A Long Way From Home: Christianity and the Parental Rejection of LGBT Youth
By Carl Siciliano
As millions celebrate Easter, I need to ask my fellow Christians to wake up to the terrible fact that far too many LGBT youth are being abused and rejected in Christian homes.
Many conservative Christians are increasingly preoccupied with fighting against the equal treatment of LGBT people in our society. And no one suffers more harm from this fight and the intolerant climate it creates than the LGBT children of too many of these Christians. As the director of the Ali Forney Center, the nation's largest organization providing housing and support to homeless LGBT youths, I see the reality of this harm in the faces of the thousands of desperate and frightened teens who turn to us for help after being driven from their homes and reduced to homelessness.
The stories these youth tell us about the religion-based abuse they endure from their parents are heartbreaking and deeply disturbing.
I think about the 15-year-old boy from rural Delaware whose father, a minister in the Church of the Nazarene, attacked him when told his son was gay, tried to strangle him, and then immediately banished him from their home. Or the 17-year-old girl whose Pentecostal parents drove her out into the back woods of New Jersey and tossed her out of the car. I think of the 16-year-old boy from Connecticut whose Catholic mother, upon learning he was gay, called a priest who made him lay on the floor and attempted to "drive the demons out of him.” Or the boy from New Hampshire whose Baptist parents told him that God is so disgusted by homosexuals that he "vomits them out.”
Again and again we hear young people tell us tales of torment and abuse in their homes. Told that they are disgusting, that they are sinners, that they are abominations. Made to hate themselves. Made to wish that they were dead.
In recent weeks I have filmed several of the young people who receive care at the Ali Forney Center talking about the religious abuse and family rejection they endured in their Christian homes.

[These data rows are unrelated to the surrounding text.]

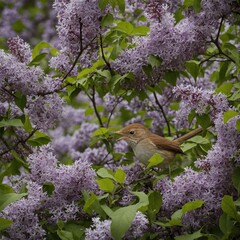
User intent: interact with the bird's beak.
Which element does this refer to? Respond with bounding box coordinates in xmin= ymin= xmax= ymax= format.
xmin=115 ymin=130 xmax=126 ymax=141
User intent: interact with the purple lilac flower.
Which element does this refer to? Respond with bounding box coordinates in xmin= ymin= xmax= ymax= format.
xmin=85 ymin=211 xmax=148 ymax=240
xmin=8 ymin=36 xmax=32 ymax=64
xmin=26 ymin=93 xmax=62 ymax=131
xmin=1 ymin=146 xmax=99 ymax=239
xmin=155 ymin=94 xmax=240 ymax=232
xmin=112 ymin=1 xmax=233 ymax=88
xmin=1 ymin=182 xmax=46 ymax=240
xmin=85 ymin=217 xmax=112 ymax=240
xmin=173 ymin=85 xmax=229 ymax=117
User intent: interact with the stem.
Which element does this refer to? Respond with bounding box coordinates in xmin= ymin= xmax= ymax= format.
xmin=211 ymin=17 xmax=236 ymax=63
xmin=0 ymin=129 xmax=37 ymax=156
xmin=153 ymin=92 xmax=171 ymax=136
xmin=99 ymin=33 xmax=112 ymax=73
xmin=87 ymin=85 xmax=104 ymax=127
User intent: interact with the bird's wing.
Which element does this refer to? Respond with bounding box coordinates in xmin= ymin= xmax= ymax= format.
xmin=150 ymin=134 xmax=183 ymax=153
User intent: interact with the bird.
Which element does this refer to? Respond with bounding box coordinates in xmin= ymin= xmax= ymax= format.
xmin=115 ymin=123 xmax=202 ymax=165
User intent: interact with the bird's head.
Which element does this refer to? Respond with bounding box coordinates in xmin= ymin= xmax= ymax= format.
xmin=116 ymin=123 xmax=151 ymax=148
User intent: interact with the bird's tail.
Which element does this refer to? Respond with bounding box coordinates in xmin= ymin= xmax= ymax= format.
xmin=173 ymin=128 xmax=203 ymax=145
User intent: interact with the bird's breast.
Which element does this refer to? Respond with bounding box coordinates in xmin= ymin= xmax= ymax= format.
xmin=133 ymin=139 xmax=175 ymax=165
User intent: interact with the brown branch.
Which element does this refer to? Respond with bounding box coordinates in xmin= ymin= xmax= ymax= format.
xmin=99 ymin=33 xmax=112 ymax=73
xmin=211 ymin=17 xmax=236 ymax=63
xmin=0 ymin=129 xmax=38 ymax=156
xmin=153 ymin=92 xmax=171 ymax=136
xmin=87 ymin=85 xmax=104 ymax=127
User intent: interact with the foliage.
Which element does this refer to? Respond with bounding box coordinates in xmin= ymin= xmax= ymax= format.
xmin=0 ymin=0 xmax=240 ymax=240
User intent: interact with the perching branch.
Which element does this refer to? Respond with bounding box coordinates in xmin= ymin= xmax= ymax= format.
xmin=99 ymin=33 xmax=112 ymax=73
xmin=87 ymin=85 xmax=104 ymax=127
xmin=211 ymin=17 xmax=236 ymax=63
xmin=0 ymin=129 xmax=38 ymax=156
xmin=153 ymin=92 xmax=171 ymax=136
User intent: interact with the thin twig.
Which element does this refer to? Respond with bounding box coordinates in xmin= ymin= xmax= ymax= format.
xmin=88 ymin=85 xmax=104 ymax=127
xmin=211 ymin=17 xmax=236 ymax=63
xmin=0 ymin=129 xmax=38 ymax=156
xmin=153 ymin=92 xmax=171 ymax=136
xmin=106 ymin=96 xmax=122 ymax=128
xmin=99 ymin=33 xmax=112 ymax=73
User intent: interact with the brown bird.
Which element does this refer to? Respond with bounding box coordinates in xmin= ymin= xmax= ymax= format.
xmin=116 ymin=123 xmax=202 ymax=165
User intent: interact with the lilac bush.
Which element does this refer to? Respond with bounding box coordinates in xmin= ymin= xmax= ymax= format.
xmin=0 ymin=0 xmax=240 ymax=240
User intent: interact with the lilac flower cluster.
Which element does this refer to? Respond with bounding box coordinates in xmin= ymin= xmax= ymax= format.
xmin=155 ymin=86 xmax=240 ymax=230
xmin=85 ymin=211 xmax=148 ymax=240
xmin=51 ymin=0 xmax=101 ymax=74
xmin=8 ymin=36 xmax=32 ymax=64
xmin=0 ymin=37 xmax=62 ymax=130
xmin=1 ymin=146 xmax=98 ymax=239
xmin=113 ymin=1 xmax=233 ymax=88
xmin=0 ymin=0 xmax=56 ymax=44
xmin=173 ymin=84 xmax=229 ymax=119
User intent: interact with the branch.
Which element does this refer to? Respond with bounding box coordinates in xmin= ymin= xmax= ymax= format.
xmin=211 ymin=17 xmax=236 ymax=63
xmin=153 ymin=92 xmax=171 ymax=136
xmin=87 ymin=85 xmax=104 ymax=127
xmin=99 ymin=33 xmax=112 ymax=73
xmin=0 ymin=129 xmax=38 ymax=156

The stories they tell of physical and verbal abuse and the destructive toll taken on their young selves are very hard to hear, but it is important that we listen.
A recent study by the Family Acceptance Project on the impact of family rejection of LGBT youth found that parents who identify as "strongly religious" were significantly more likely to reject their children. According to research by the Center for American Progress, there are an estimated 300,000 homeless LGBT youth in our country, and the leading cause of their homelessness is family rejection.
It doesn't have to be like this. Jesus Christ never spoke a word of condemnation against homosexuals. Churches don't have any need to condemn LGBT people, or fight against our equal treatment in our country. A growing number of church communities have chosen to be affirming and supportive of LGBT people. I have the joy of experiencing this directly in the numerous church groups who send volunteers to cook in our shelters and collect clothing and even Christmas gifts for our young people.
A healthy society prioritizes the safety of children. Decent people do not stand by in silence when children are being abused. We need to recognize that the condemnation of LGBT people in churches leads to the abuse and rejection of LGBT children in far too many Christian homes. As Christians, commanded to love one another, we need to demand that this climate of rejection stops. We need to educate our communities and our religious leaders about the terrible harm being done to LGBT youth in the name of God.
I ask you to pray for the hundreds of thousands of LGBT youths suffering the terror and degradation of homelessness on the streets of our nation. And I ask you to pray for the even greater number of LGBT teens battling despair and hopelessness as they suffer abuse and rejection in their homes.